Time to address concussion in sport


The deaths of two young rugby players just a few days apart will bring into crystal clear focus the very high risk in certain types of sport of concussion. For the first time players and media commentators seem to be starting to accept that it is time to stop beating about the bush, and accept that the cons of a head knock during a match far out weigh the pros. But even as the evidence and concern has continued to to grow that there is a crisis, in that the sporting bodies, the administrators are trying to depict more immediate problems in the form of meeting corporate priorities, least that they suddenly find themselves suffering a knock of another sort.

Rugby and rugby league have always been high risk collision sports where physical human contact is integral to the game. Both have rules about how to deal with high and poorly executed tackles where the head part of the spinal system may suffer concussive type knocks.

Contrast with the National Football League in the United States where dollars seem to be more important than the well being of players in the long term. The pressure to get players that can change a match to go back on the field when they are still suffering symptoms has been the subject of numerous documentaries and a movie. Coaching a football team of young men who have a macho attitude is considered to be a major honour without really thinking about how these people will fair when they retire continues to challenge American sporting authorities. It also challenges the medical practitioners, the families who have to watch their loved ones deal with the effects of brain damage or damage to the spinal cord caused by a heavy knock or knocks.
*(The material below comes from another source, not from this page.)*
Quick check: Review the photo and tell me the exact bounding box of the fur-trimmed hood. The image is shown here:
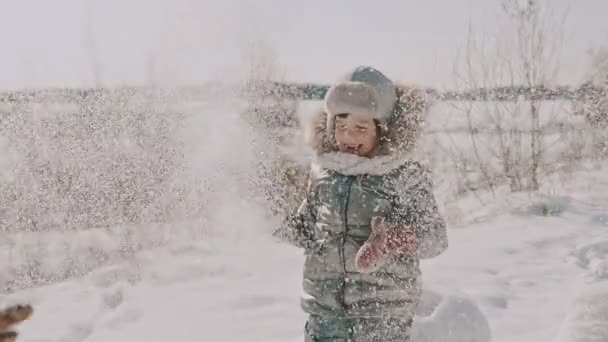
[300,86,428,175]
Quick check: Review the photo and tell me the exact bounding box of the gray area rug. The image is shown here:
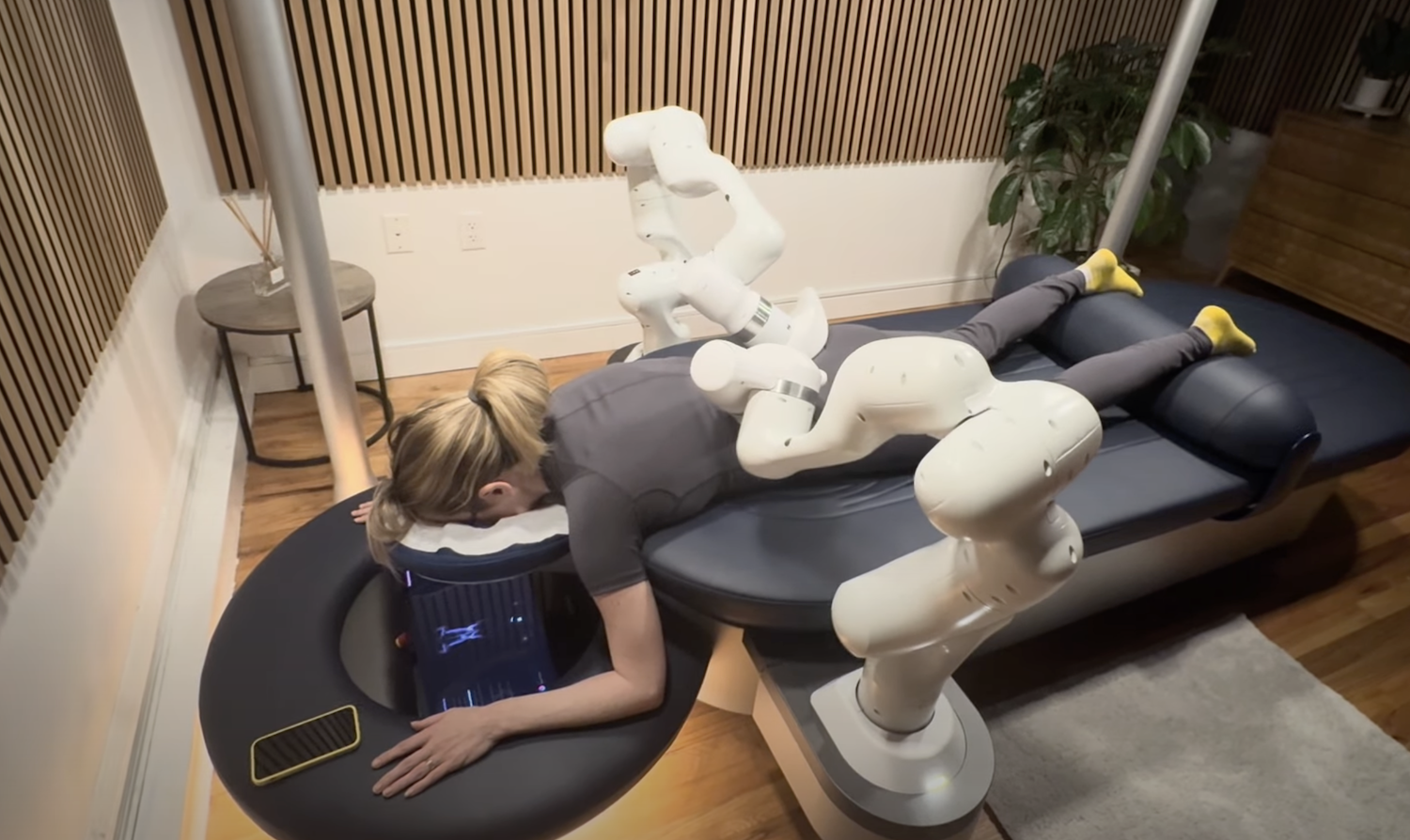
[986,617,1410,840]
It affects their potential job prospects because the damage might mean that the brain tires more quickly or is not able to deal with complex matters as easily as a healthy brain not subject to such issues might.

But whilst New Zealand might seem to be making progress when rugby and league are compared to the N.F.L. competition there is no doubt that we have some way to go in addressing the issues they present.

In fact it is long since time to take this to the next level and institute a concussion programme for anyone playing sport where there is the potential for concussion. Netball, rugby, cricket – all need to come on board. Who can forget the Australian batsman who fell down dead after being struck by a bouncer a couple of years ago? Horrific, totally unintentional yet, thanks to the design of the helmet an act that would have been lethal quite quickly Phil Hughes suffered what would have become very severe bleeding of one of the most important arteries in his body, which would have put quick and massive pressure on his brain.

What about net ballers misjudging a high intercept and occasionally colliding mid air? It has probably happened. I cannot recall any major incidents where anyone went off with concussion, but certainly watching their charges in playing, team coaches and physicians have probably wondered

Of course we should enjoy our sport and the more people who get involved the better for everyone well. The more who enjoy a good netball or rugby match, or whatever – all the better – but lets try to keep the injury toll down. I do not think after all there is a single person who would argue that two deaths from concussion related issues is two too many.